Today I went up to a 16 year old girl in the grocery store and told her she has a great ass. I would have raped her on the spot if I would not have gotten arrested for it.
Today, I saw a girl waiting alone at the bus stop. I'm assuming she had just come from work because she still had her work clothes on. I thought of the best way to try to have a conversation with her. I took a deep breath, and went in with confidence. I asked her, excuse me, do you have the time? She instantly responded, I have a boyfriend. I was like pfft what? Ok. So you're telling me the time is "I have a boyfriend"? Whoa, that's weird. I thought the clock only had numbers and minute hand to indicate time. Clearly I was mistaken. She laughed and then I said, you have one lucky boyfriend. Have a great day. And carried on. I wanted to look back as I walked away, but I could almost feel her eyes piercing right through me.
Originally posted by jedi_darryl
Today, I saw a girl waiting alone at the bus stop. I'm assuming she had just come from work because she still had her work clothes on. I thought of the best way to try to have a conversation with her. I took a deep breath, and went in with confidence. I asked her, excuse me, do you have the time? She instantly responded, I have a boyfriend. I was like pfft what? Ok. So you're telling me the time is "I have a boyfriend"? Whoa, that's weird. I thought the clock only had numbers and minute hand to indicate time. Clearly I was mistaken. She laughed and then I said, you have one lucky boyfriend. Have a great day. And carried on. I wanted to look back as I walked away, but I could almost feel her eyes piercing right through me.

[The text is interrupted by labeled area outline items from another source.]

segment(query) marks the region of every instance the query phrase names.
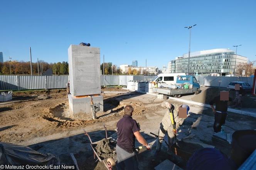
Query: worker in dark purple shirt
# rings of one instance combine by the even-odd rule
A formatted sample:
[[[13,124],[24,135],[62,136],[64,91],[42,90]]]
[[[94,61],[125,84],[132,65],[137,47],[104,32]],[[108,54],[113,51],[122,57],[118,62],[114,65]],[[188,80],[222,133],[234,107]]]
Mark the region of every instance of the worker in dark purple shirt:
[[[136,121],[131,116],[133,108],[130,105],[125,107],[125,115],[117,123],[117,143],[116,147],[118,170],[138,170],[138,162],[135,152],[135,138],[148,150],[152,145],[141,136]]]
[[[231,102],[232,99],[229,98],[229,100],[222,101],[220,99],[221,96],[217,96],[210,102],[212,112],[214,114],[214,123],[213,124],[213,129],[215,133],[221,132],[222,128],[224,131],[222,125],[225,124],[227,117],[228,102]],[[215,108],[213,104],[215,104]]]

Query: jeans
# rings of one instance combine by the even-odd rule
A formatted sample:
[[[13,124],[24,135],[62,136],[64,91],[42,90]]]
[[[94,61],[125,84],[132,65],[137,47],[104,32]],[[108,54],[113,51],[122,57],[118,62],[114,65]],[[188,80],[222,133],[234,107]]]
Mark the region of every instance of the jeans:
[[[215,121],[213,124],[213,129],[214,132],[221,132],[221,126],[225,124],[227,117],[227,112],[216,112],[214,115]]]
[[[117,145],[116,147],[117,157],[117,170],[139,169],[139,163],[137,155],[133,151],[132,153],[128,152]]]

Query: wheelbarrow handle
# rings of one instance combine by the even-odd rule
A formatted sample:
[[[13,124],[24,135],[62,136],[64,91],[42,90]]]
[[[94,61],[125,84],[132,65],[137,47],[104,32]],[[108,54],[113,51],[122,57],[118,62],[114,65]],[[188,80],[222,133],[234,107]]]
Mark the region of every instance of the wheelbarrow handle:
[[[155,137],[156,138],[158,138],[158,137],[159,137],[159,136],[158,136],[158,135],[156,135],[156,134],[155,134],[155,133],[152,133],[152,132],[150,132],[150,133],[151,134],[153,135],[154,136],[155,136]]]

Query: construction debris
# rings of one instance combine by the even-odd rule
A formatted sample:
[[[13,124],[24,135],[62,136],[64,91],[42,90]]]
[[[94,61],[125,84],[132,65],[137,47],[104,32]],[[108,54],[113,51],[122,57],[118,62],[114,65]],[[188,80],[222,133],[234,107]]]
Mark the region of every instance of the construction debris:
[[[231,148],[232,134],[223,132],[218,132],[214,134],[212,137],[212,142],[216,145],[227,148]]]
[[[166,159],[159,165],[155,167],[155,170],[181,170],[182,169],[180,168],[175,163],[171,162],[168,159]]]

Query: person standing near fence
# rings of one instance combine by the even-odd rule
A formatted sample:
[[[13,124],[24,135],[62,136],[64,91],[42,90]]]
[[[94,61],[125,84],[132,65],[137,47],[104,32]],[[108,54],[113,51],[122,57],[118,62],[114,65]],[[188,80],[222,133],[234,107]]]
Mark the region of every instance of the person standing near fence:
[[[221,100],[221,95],[219,95],[210,102],[210,105],[212,109],[212,112],[214,114],[214,123],[213,124],[213,129],[214,133],[224,131],[224,127],[227,111],[228,102],[231,102],[232,99],[228,97],[228,100]],[[213,104],[215,104],[215,108]]]
[[[67,98],[68,98],[69,95],[70,94],[70,88],[69,87],[69,81],[67,83]]]

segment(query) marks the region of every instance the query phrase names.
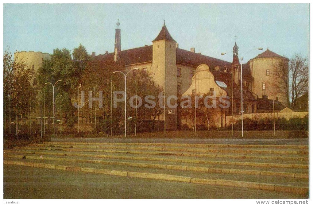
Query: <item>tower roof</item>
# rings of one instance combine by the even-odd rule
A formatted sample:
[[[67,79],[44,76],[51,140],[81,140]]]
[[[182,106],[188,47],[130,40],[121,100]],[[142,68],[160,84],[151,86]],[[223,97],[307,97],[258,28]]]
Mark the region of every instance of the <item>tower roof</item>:
[[[164,25],[162,27],[162,29],[161,30],[161,31],[160,31],[160,33],[159,33],[159,35],[156,37],[155,39],[152,41],[152,42],[154,42],[154,41],[160,41],[161,40],[165,40],[166,41],[175,43],[176,43],[176,41],[171,36],[171,34],[170,34],[170,33],[168,32],[168,31],[167,30],[167,29],[165,25],[165,23],[164,23]]]
[[[282,56],[280,55],[274,53],[273,51],[269,50],[268,48],[267,48],[267,50],[262,53],[259,54],[256,57],[253,59],[254,59],[257,58],[287,58],[285,57]]]
[[[238,49],[239,48],[239,47],[237,45],[237,42],[235,42],[235,45],[233,47],[233,53],[236,54],[237,55],[238,55]]]

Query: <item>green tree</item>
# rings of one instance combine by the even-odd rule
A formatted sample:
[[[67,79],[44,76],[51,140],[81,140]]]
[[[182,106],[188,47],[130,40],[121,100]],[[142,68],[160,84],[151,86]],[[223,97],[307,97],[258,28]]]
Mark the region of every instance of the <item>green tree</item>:
[[[3,61],[3,113],[8,110],[10,95],[11,111],[14,110],[12,108],[18,108],[18,114],[26,115],[31,106],[35,104],[37,95],[32,85],[32,71],[24,62],[13,59],[7,51],[4,52]]]
[[[53,104],[52,86],[45,85],[45,83],[49,82],[53,84],[59,79],[62,80],[56,85],[55,89],[56,111],[57,113],[60,112],[60,93],[62,89],[62,117],[69,125],[73,125],[75,110],[72,104],[71,99],[77,94],[75,91],[78,86],[78,81],[87,61],[90,59],[86,49],[81,44],[74,49],[72,54],[66,49],[57,49],[54,50],[50,59],[44,60],[42,67],[38,70],[37,78],[39,83],[44,87],[47,96],[46,105],[49,108],[52,108]]]

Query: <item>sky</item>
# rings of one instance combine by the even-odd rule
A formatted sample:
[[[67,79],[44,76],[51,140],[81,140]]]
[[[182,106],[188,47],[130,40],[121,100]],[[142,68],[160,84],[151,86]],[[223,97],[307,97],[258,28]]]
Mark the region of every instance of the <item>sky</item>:
[[[152,45],[165,20],[180,48],[231,61],[236,40],[244,62],[268,47],[290,58],[308,55],[309,9],[308,4],[6,3],[3,50],[52,54],[81,44],[90,54],[113,52],[118,18],[122,50]]]

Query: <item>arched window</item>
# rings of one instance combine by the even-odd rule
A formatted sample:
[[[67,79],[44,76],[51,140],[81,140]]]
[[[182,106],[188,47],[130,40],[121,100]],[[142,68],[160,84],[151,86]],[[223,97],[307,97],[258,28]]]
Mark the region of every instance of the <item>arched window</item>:
[[[265,85],[265,82],[262,83],[262,90],[265,90],[266,88],[266,85]]]
[[[177,95],[180,95],[182,91],[182,89],[180,87],[180,85],[178,84],[177,85]]]

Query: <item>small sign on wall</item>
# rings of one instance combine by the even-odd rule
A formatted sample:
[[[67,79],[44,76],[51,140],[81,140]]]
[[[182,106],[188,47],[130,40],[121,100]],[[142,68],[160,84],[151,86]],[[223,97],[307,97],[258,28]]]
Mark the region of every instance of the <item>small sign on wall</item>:
[[[175,114],[175,110],[167,110],[167,114]]]

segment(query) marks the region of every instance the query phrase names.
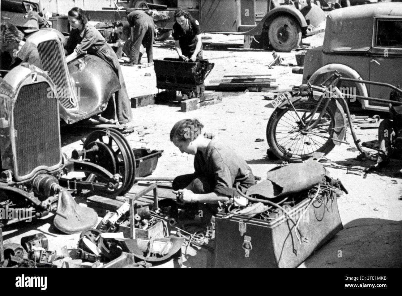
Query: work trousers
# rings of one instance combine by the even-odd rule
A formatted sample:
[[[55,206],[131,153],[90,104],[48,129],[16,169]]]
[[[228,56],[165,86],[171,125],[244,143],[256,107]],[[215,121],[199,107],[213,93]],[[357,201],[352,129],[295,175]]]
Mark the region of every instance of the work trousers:
[[[153,44],[154,24],[137,20],[134,27],[134,40],[130,53],[130,62],[133,64],[141,63],[139,55],[141,44],[145,48],[148,62],[152,62],[153,61],[152,49]]]
[[[133,120],[131,102],[128,97],[125,82],[124,82],[124,78],[117,55],[112,48],[107,44],[105,45],[95,55],[110,65],[119,78],[119,82],[121,88],[120,90],[116,92],[115,95],[117,109],[116,114],[119,122],[121,125],[123,125],[131,122]],[[115,110],[113,108],[113,104],[109,103],[107,108],[103,111],[102,115],[108,119],[114,119],[114,114]]]
[[[205,177],[195,178],[194,174],[187,174],[178,176],[174,178],[172,184],[173,190],[184,189],[185,188],[191,190],[196,194],[210,193],[213,192],[215,186],[215,181],[209,180]],[[192,204],[190,204],[192,205]],[[201,218],[203,223],[206,226],[209,225],[211,222],[214,223],[214,217],[218,212],[219,205],[218,204],[208,204],[197,202],[195,205],[198,212],[202,213]],[[202,211],[199,212],[199,210]]]

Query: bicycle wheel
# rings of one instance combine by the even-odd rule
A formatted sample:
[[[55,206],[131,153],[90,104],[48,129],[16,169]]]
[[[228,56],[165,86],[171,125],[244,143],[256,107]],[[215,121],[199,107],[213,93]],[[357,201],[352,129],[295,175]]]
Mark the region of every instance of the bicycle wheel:
[[[308,130],[308,125],[317,119],[322,110],[320,106],[313,114],[316,101],[309,100],[293,104],[285,109],[277,108],[267,126],[267,139],[273,153],[281,159],[289,162],[302,161],[310,158],[314,152],[327,154],[335,146],[331,139],[334,134],[335,119],[332,110],[328,107],[316,126]]]

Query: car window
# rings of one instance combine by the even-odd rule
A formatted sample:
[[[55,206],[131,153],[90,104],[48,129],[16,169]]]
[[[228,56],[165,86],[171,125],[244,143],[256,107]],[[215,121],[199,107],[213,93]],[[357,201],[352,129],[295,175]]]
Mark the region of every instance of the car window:
[[[376,46],[402,47],[402,20],[378,20]]]

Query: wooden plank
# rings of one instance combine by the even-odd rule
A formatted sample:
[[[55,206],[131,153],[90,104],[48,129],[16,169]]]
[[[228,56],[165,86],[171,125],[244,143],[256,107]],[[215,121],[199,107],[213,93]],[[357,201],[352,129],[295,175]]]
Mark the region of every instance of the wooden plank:
[[[220,79],[209,80],[209,83],[236,83],[242,82],[269,82],[276,81],[274,78],[234,78],[233,79]]]
[[[158,93],[155,96],[155,104],[165,103],[166,101],[176,100],[177,94],[175,90],[167,90]]]
[[[124,64],[123,64],[123,65]],[[151,62],[150,63],[146,63],[144,64],[134,64],[133,65],[130,65],[129,67],[133,67],[137,69],[142,69],[143,68],[147,68],[148,67],[151,67],[151,66],[154,65],[154,62]]]
[[[271,76],[271,74],[256,74],[246,75],[245,74],[236,75],[224,75],[224,77],[254,77],[261,76]]]
[[[238,82],[234,83],[220,83],[218,86],[225,87],[233,86],[233,87],[242,87],[244,86],[269,86],[271,82]]]
[[[223,86],[208,85],[205,86],[205,89],[208,90],[219,90],[228,92],[244,92],[248,90],[250,92],[264,92],[274,90],[278,88],[278,86],[233,86],[230,84]]]
[[[277,85],[271,85],[270,86],[257,86],[256,87],[248,88],[249,92],[267,92],[274,90],[278,88]]]
[[[131,98],[131,108],[139,108],[155,104],[155,94],[139,96]]]
[[[205,93],[203,96],[198,98],[188,99],[180,102],[182,112],[196,110],[200,107],[213,105],[222,102],[222,92]]]

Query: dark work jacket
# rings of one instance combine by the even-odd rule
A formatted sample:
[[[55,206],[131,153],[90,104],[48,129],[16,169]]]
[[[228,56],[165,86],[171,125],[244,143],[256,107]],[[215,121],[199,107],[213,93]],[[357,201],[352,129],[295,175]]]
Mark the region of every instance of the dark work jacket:
[[[64,49],[68,54],[76,51],[80,55],[94,55],[106,44],[105,38],[95,27],[89,23],[84,25],[82,31],[72,30]]]
[[[214,192],[234,197],[238,195],[235,185],[242,188],[255,184],[251,169],[246,161],[228,147],[213,139],[205,155],[199,151],[194,158],[196,177],[205,176],[215,184]]]
[[[130,12],[127,16],[127,20],[131,27],[141,24],[147,24],[154,27],[154,19],[152,16],[141,10],[136,10]]]
[[[193,18],[189,19],[189,29],[185,31],[176,22],[173,24],[172,35],[173,39],[176,41],[178,40],[183,55],[190,57],[195,51],[197,44],[197,38],[195,36],[201,34],[201,28],[195,23],[195,19]]]
[[[41,58],[36,45],[29,41],[25,41],[20,51],[17,53],[14,63],[11,64],[8,69],[11,70],[21,63],[29,63],[42,69]]]

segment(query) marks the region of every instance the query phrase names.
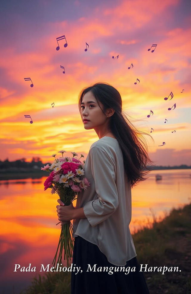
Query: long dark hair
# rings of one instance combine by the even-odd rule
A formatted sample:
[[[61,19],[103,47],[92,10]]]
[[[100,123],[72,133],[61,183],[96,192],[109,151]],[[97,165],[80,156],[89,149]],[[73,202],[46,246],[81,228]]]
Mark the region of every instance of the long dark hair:
[[[121,149],[125,171],[132,188],[137,184],[137,182],[146,179],[143,176],[150,171],[146,165],[148,163],[152,164],[154,162],[148,155],[146,143],[145,144],[139,137],[141,137],[145,142],[142,134],[148,135],[153,141],[153,139],[149,134],[138,131],[130,122],[122,111],[122,101],[119,93],[107,83],[96,83],[81,91],[79,95],[78,105],[80,113],[83,97],[89,91],[93,95],[101,109],[99,102],[102,103],[103,105],[103,111],[102,111],[104,114],[105,114],[106,111],[108,108],[112,108],[115,111],[113,114],[110,117],[110,129],[118,140]],[[145,149],[140,141],[144,145]]]

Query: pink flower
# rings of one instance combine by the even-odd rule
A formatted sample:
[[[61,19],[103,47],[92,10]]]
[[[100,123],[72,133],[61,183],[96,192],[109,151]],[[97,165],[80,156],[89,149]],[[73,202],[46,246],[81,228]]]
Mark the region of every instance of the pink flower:
[[[62,169],[64,171],[64,174],[68,173],[68,172],[72,171],[72,173],[74,174],[76,176],[76,170],[78,168],[78,165],[76,163],[73,163],[73,162],[64,162],[61,166]]]
[[[45,171],[47,169],[49,169],[50,166],[49,164],[47,164],[47,165],[46,166],[44,166],[44,167],[41,168],[41,170]]]
[[[90,186],[90,183],[88,182],[86,178],[84,178],[79,186],[81,189],[86,190],[87,188]]]
[[[54,175],[54,172],[52,172],[50,174],[49,177],[48,177],[44,183],[44,190],[46,190],[49,188],[52,185],[52,181],[53,180]]]
[[[60,174],[56,174],[55,175],[54,178],[53,178],[53,180],[54,182],[58,182],[60,180]]]
[[[74,185],[73,184],[71,188],[74,192],[81,192],[81,190],[80,188],[77,185]]]

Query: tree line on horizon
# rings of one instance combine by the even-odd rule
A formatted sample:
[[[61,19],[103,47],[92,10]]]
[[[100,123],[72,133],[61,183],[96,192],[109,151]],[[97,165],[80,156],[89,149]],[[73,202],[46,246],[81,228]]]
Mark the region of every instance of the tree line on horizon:
[[[51,165],[50,163],[47,162],[45,163],[43,163],[41,158],[38,156],[32,157],[30,162],[26,161],[26,158],[23,157],[20,159],[17,159],[13,161],[10,161],[8,158],[4,161],[0,160],[0,172],[5,171],[5,170],[9,170],[10,171],[14,171],[15,170],[23,169],[25,171],[32,170],[41,170],[41,167],[44,167],[44,166],[47,164]],[[186,164],[182,164],[180,166],[148,166],[147,168],[151,170],[155,169],[191,169],[191,166],[188,166]]]

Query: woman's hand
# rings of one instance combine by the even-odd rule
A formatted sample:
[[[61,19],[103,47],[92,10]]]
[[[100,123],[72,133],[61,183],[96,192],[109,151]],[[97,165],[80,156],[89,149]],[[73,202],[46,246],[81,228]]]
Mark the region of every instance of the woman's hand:
[[[75,209],[72,202],[69,205],[67,206],[65,205],[60,199],[58,199],[57,201],[60,205],[56,206],[58,220],[64,221],[73,219],[74,211]]]

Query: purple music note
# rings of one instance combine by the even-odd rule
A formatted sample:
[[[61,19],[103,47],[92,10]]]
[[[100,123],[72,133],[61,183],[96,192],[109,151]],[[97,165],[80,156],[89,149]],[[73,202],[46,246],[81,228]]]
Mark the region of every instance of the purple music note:
[[[155,47],[155,48],[154,50],[152,50],[152,51],[151,51],[152,52],[154,52],[155,50],[155,49],[156,49],[156,48],[157,46],[157,44],[153,44],[152,46],[151,46],[151,48],[150,48],[150,49],[148,49],[148,51],[150,51],[152,47]]]
[[[33,87],[33,82],[30,78],[24,78],[24,79],[25,81],[31,81],[32,83],[31,84],[30,86],[31,88]]]
[[[66,48],[66,47],[67,47],[67,46],[68,44],[67,42],[67,41],[66,41],[66,37],[65,37],[65,35],[64,35],[63,36],[61,36],[61,37],[58,37],[58,38],[56,38],[56,41],[57,41],[57,43],[58,43],[58,47],[57,47],[56,48],[56,50],[57,50],[57,51],[58,51],[58,50],[59,50],[59,49],[60,49],[60,46],[59,46],[58,42],[58,41],[59,41],[61,40],[62,40],[63,39],[65,39],[65,40],[66,40],[66,43],[64,45],[64,48]]]
[[[133,68],[133,63],[131,63],[131,65],[133,65],[133,66],[132,67],[132,68]],[[131,68],[131,66],[130,66],[130,67],[128,68],[128,69],[130,69],[130,68]]]
[[[137,79],[137,81],[138,81],[138,82],[139,84],[139,83],[140,82],[140,81],[139,81],[138,79]],[[135,84],[135,85],[136,85],[137,83],[137,82],[135,82],[135,83],[134,83],[134,84]]]
[[[88,44],[87,44],[87,43],[86,43],[86,49],[84,49],[84,51],[87,51],[87,45],[88,45],[88,48],[89,48],[89,45],[88,45]]]
[[[162,142],[162,145],[158,145],[158,146],[163,146],[164,145],[165,145],[165,144],[166,144],[166,143],[165,143],[165,142]]]
[[[116,56],[116,57],[117,57],[117,59],[118,58],[118,57],[119,57],[118,55],[117,56]],[[115,58],[114,58],[114,56],[112,56],[112,58],[113,59],[115,59],[115,58],[116,58],[116,57],[115,57]]]
[[[168,96],[167,97],[165,97],[165,98],[164,98],[164,100],[168,100],[168,98],[170,96],[170,96],[171,96],[171,98],[170,98],[170,99],[169,99],[169,100],[171,100],[171,99],[172,99],[172,98],[173,98],[173,97],[174,97],[174,95],[172,94],[172,92],[170,92],[170,94],[169,94],[169,95],[168,95]]]
[[[63,73],[63,74],[65,74],[65,69],[64,68],[64,66],[62,66],[61,65],[60,65],[60,67],[61,68],[63,68],[63,69],[64,69],[64,71],[63,71],[62,72]]]
[[[30,123],[33,123],[33,122],[32,120],[32,119],[30,117],[30,115],[24,115],[24,117],[27,117],[27,118],[30,117],[30,119],[31,120],[30,122]]]
[[[171,109],[172,109],[172,107],[174,107],[174,108],[173,108],[173,109],[172,109],[172,110],[173,110],[174,109],[175,109],[175,108],[176,108],[176,103],[175,103],[175,104],[174,104],[174,105],[173,105],[173,106],[172,106],[172,107],[171,108],[168,108],[168,110],[170,110]]]
[[[148,114],[148,115],[147,116],[147,117],[150,117],[150,113],[151,112],[152,112],[152,113],[153,114],[152,114],[152,115],[153,115],[153,111],[152,111],[151,110],[151,109],[150,110],[150,114]]]

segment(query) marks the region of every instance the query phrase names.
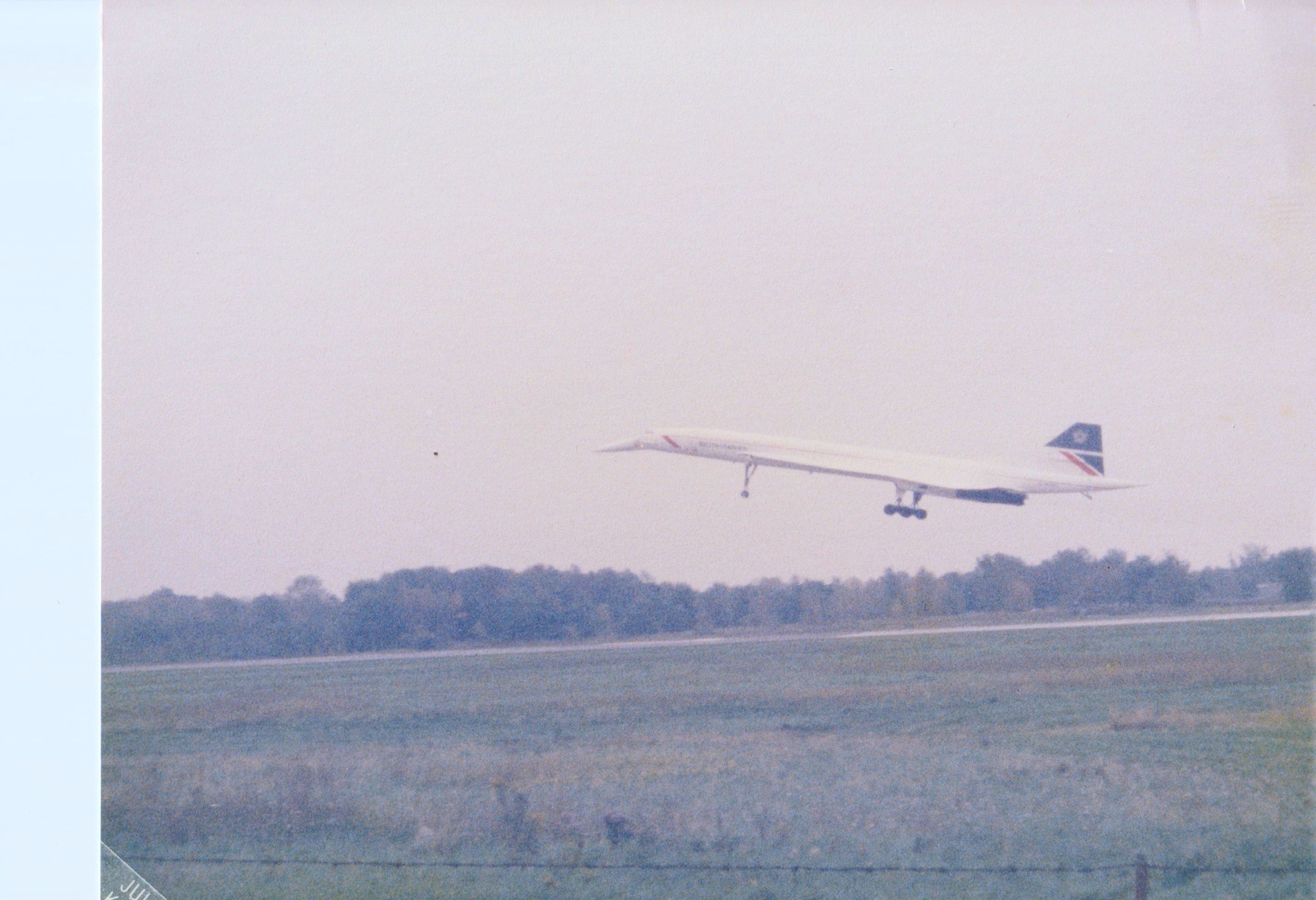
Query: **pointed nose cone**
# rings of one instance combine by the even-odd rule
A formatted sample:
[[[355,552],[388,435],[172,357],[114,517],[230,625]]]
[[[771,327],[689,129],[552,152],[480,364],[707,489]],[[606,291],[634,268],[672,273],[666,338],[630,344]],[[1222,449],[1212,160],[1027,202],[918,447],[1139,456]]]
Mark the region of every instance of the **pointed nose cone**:
[[[609,443],[605,447],[599,447],[595,453],[621,453],[622,450],[638,450],[640,438],[630,438],[629,441],[617,441],[616,443]]]

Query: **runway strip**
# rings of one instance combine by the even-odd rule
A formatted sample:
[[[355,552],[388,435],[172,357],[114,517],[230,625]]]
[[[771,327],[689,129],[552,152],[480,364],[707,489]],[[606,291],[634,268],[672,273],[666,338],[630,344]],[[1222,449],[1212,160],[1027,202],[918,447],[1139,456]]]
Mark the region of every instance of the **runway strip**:
[[[162,672],[176,668],[237,668],[243,666],[303,666],[308,663],[378,662],[380,659],[434,659],[441,657],[511,657],[526,653],[590,653],[599,650],[649,650],[651,647],[700,647],[724,643],[782,643],[786,641],[865,641],[873,638],[920,637],[925,634],[982,634],[986,632],[1044,632],[1062,628],[1117,628],[1121,625],[1182,625],[1188,622],[1236,622],[1252,618],[1294,618],[1316,609],[1262,609],[1253,612],[1199,613],[1196,616],[1141,616],[1137,618],[1087,618],[1063,622],[1016,622],[1011,625],[948,625],[941,628],[892,628],[874,632],[828,632],[815,634],[732,634],[700,638],[654,638],[647,641],[608,641],[603,643],[536,645],[529,647],[465,647],[454,650],[392,650],[351,653],[336,657],[292,657],[283,659],[218,659],[150,666],[107,666],[105,675],[122,672]]]

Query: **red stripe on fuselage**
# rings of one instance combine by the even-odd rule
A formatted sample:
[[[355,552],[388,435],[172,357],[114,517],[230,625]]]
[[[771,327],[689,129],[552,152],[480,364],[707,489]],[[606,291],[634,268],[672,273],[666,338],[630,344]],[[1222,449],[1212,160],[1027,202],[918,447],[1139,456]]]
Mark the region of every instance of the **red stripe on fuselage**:
[[[1073,453],[1069,453],[1067,450],[1061,450],[1061,455],[1063,455],[1066,459],[1069,459],[1071,463],[1082,468],[1088,475],[1100,475],[1099,471],[1088,466],[1086,462],[1075,457]]]

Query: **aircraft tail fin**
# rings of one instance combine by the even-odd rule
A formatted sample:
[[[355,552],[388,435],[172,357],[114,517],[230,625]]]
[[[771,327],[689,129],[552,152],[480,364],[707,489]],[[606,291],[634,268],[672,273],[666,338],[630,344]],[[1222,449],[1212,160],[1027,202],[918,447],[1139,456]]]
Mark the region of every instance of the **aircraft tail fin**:
[[[1105,457],[1101,453],[1101,426],[1091,422],[1074,422],[1046,446],[1055,447],[1063,459],[1088,475],[1105,475]]]

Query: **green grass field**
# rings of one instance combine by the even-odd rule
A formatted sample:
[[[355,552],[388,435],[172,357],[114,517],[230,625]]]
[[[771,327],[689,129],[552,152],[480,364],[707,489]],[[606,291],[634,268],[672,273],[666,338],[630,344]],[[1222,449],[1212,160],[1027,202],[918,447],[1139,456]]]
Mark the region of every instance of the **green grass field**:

Funny story I saw a customer come in subway's at about 2am on a saturday. It was about a 20 something year old college student high as balls (naturally). This guy wasn’t just high, he was off his ass, he was like higher than snoop on April 20th, his eyes were clamshells. The employee asked him what he had wanted and I could see the gears turning in his head but he absolutely couldn’t get anything out. This guy was too high to even talk, and I’m surprised he even made it down the street to the store. Obviously it seems as if the employee have been there before so she said, "no problem, I’ve got this and started pointing at what he wants". He commences to just go down the line pointing at the bread and meats and veggies like this damn reaper, leading her on the biggest game of hot and cold she has ever played. In the end, his sandwich racked up like 15 dollars in extra charges, but I think they gave it to him for free after I left with my orda. There is no moral to this story.